Information Security Classification of Disparate Data: Artificial Intelligence/Machine Learning

Organization
Office of the Director of National Intelligence (ODNI)
Reference Code
ICPD-2020-30
How to Apply

Create and release your Profile on Zintellect – Postdoctoral applicants must create an account and complete a profile in the on-line application system.  Please note: your resume/CV may not exceed 2 pages.

Complete your application – Enter the rest of the information required for the IC Postdoc Program Research Opportunity. The application itself contains detailed instructions for each one of these components: availability, citizenship, transcripts, dissertation abstract, publication and presentation plan, and information about your Research Advisor co-applicant.

Additional information about the IC Postdoctoral Research Fellowship Program is available on the program website located at: https://orise.orau.gov/icpostdoc/index.html.

If you have questions, send an email to ICPostdoc@orau.org.  Please include the reference code for this opportunity in your email. 

Application Deadline
2/28/2020 6:00:00 PM Eastern Time Zone
Description

Research Topic Description, including Problem Statement:

Data, and the insights analysts obtain from it, are crucial for Intelligence Community (IC) agencies to perform their mission. The volume and variety of data is increasing, and they are interconnected so that insights is obtained from the combination of data from many sources. Data classification is traditionally based on the content of the data, although context and metadata may also have an impact on its sensitivity. Typically, classification of the data is based on the potential impact on the national interest, organizations or individuals if the data is compromised. Classifications range from no business impact for unclassified data to catastrophic impact for top secret data. In some cases appropriate classification of data is straightforward since either the nature of the data or the way in which it was collected clearly indicate its level of sensitivity. Increasingly, organizations in the IC are drawing on a variety of data derived from unclassified or low classification sources. In this case, the level of sensitivity of the derived data is not clear, particularly when it is comprised of a range of data-types including structured, unstructured and multimedia data.
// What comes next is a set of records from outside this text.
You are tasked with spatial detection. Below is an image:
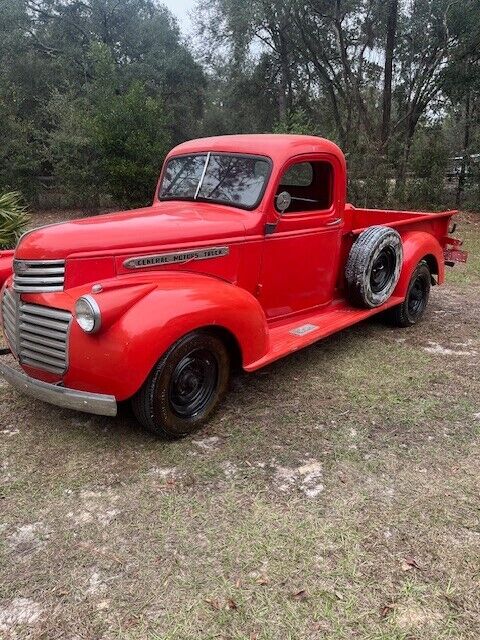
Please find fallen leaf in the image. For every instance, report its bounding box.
[292,589,308,601]
[402,556,422,571]
[380,602,397,618]
[205,598,222,611]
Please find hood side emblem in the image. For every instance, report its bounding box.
[123,247,230,269]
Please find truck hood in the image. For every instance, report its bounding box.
[15,202,251,260]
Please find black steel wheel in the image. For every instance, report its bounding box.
[132,331,230,439]
[386,260,432,327]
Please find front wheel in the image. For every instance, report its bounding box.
[132,331,230,439]
[386,261,432,327]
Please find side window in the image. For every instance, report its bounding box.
[276,161,333,214]
[280,162,313,187]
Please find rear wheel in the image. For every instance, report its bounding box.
[132,331,230,439]
[386,261,432,327]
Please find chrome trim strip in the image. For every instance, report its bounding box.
[193,151,212,200]
[0,362,117,416]
[123,242,230,269]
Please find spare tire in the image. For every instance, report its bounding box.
[345,226,403,309]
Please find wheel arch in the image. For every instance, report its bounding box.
[200,324,243,370]
[65,272,269,401]
[393,231,445,297]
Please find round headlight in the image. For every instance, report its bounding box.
[75,296,102,333]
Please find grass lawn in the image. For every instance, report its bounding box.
[0,215,480,640]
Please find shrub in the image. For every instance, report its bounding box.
[0,191,29,249]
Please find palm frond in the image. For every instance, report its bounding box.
[0,191,30,249]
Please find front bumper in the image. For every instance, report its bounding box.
[0,352,117,416]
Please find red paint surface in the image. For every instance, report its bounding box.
[0,135,464,400]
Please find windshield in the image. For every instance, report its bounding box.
[159,153,271,209]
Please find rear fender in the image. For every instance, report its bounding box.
[0,251,15,288]
[393,231,445,298]
[64,272,269,400]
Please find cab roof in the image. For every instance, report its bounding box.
[168,133,345,164]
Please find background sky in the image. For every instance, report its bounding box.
[161,0,195,34]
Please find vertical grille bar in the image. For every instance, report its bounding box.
[2,289,72,375]
[13,260,65,293]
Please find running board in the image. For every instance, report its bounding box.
[245,296,404,371]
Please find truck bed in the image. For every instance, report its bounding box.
[345,204,458,239]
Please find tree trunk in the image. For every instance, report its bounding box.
[455,86,471,209]
[395,116,418,200]
[381,0,398,151]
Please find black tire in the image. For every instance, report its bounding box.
[386,260,432,327]
[345,226,403,309]
[132,331,230,439]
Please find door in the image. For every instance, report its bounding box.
[259,157,343,319]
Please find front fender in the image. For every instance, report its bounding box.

The classification level of data has substantial implications on its ability to be shared and analyzed or combined with data from other sources, which can limit its usefulness and the ability of IC agencies to collaborate with other agencies, industry or academia. At present, the risk-based guidelines do not provide clear guidelines as to the sensitivity of derived collections of disparate data. Hence the goal of this project is to use mathematical and statistical principles to establish a framework for classifying disparate collections of security relevant data based on its importance, value or sensitivity, taking into consideration the need to maximize the availability and hence usefulness of the data.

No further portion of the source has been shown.